我觉得再这样待下去也没有意思,和母亲说了一声就离开了。
珠宝设计的世界从来不属于我。
照理来说这次的晚宴应该有获奖的珠宝展示,不过据说前三甲都不愿意将自己的参赛作品展示,其他获奖的人无论是不是想展示,在这样的前提下也不好意思拿出来了。所以这次的得奖者更让人想一探究竟。
会场一部分人观看了比赛全程,对于获奖的珠宝还是有些印象的,有些人就开始希望买下那些珠宝来获得公司的荣誉度。
比如说Queen的雷德那斯,就在那边和名晨攀谈。雷德那斯旁边站着一位婀娜的女性,我在每日新闻上看见过她,是一名挺有名气的明星。而且很难得,是中国人。
那种犹如江南水乡女子的感觉让我想起苏烟来。
“看得很不舒服?”
我侧头,埃徳温那正拿了一杯红酒在那边轻轻摇晃。不得不说,虽然他人我不太喜欢,但是他的礼仪还是很到位。
“很抱歉?”我故意表示困惑,示意他再讲一遍。
“你肯定听清楚了。”埃徳温那嗤笑一声,将酒杯中的最后一口红酒抿下,“既然心里不舒服又何必要这样?”
我慢慢摇头微笑:“你在说什么?”
“我真是搞不懂你们两个,明明都喜欢对方干嘛要这样。又不是拍电视剧。”埃徳温那似乎受不了般地说道,“难道是因为地域差异?可是你们两个都是受西式教育长大的,对爱情观没有中国人那么纠结啊。”
“我喜欢这个样子,”我现在很确定我讨厌这个人,慢慢说道:“你管得着?”
有些事心里明白就好,说出来反而会适得其反。
“你这个性格还真的是自作自受。”他冷笑一声。
我不理他,回身准备离开。
“喂等等!你怎么会有它的!”在我转身时埃德温那一声惊叫,我的胳膊被他拉住:“喂——”
“请你放手,先生。”我的耐心终于消耗殆尽,假笑着回了他一句后就挣脱了他的手离开。
“喂——”
“信,作为一个绅士缠着女性可是失礼的行为……”后面有人凑上去调侃埃德温那,也因此他没有再追上来。
我在会场中待不下去,准备到外面透透气。
来的时候天色有些阴沉,等我走到广场时外面已经开始飘起了淅淅沥沥的雨丝。
周围的人渐渐走光,我也没有兴趣来一场感冒,正准备回去时名晨打来了电话。
我看着不断震动的手机,最终选了接听。
“喂?”
“蕊蕊?你听我说——”他的话非常急促,但是还没有等他讲完,有人就在从我手中硬夺过手机将它扔远。
手机和大理石碰撞的声音在夜中异常清晰。
作者有话要说: 啊啊啊啊很抱歉停更了半个月,卡文卡的要死好不容易在手机上码了点,结果手机被偷了!!!尼玛!!!
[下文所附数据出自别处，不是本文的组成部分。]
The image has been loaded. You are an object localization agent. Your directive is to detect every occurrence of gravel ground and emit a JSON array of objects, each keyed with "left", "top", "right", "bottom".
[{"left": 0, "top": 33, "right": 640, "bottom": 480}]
这一章和前面的旧版有很大不同的改变,我只能叹息蕊蕊你是真的在作死……
这个周末学校放假,我争取更新很多章,下周三我生日,希望能在生日当天更完W
有错别字请一定要指出!
☆、&ACT.54&
我还没回头去看是谁扔了我的手机,就被人用手帕捂住了口鼻,拖到停在不远处的一辆车上。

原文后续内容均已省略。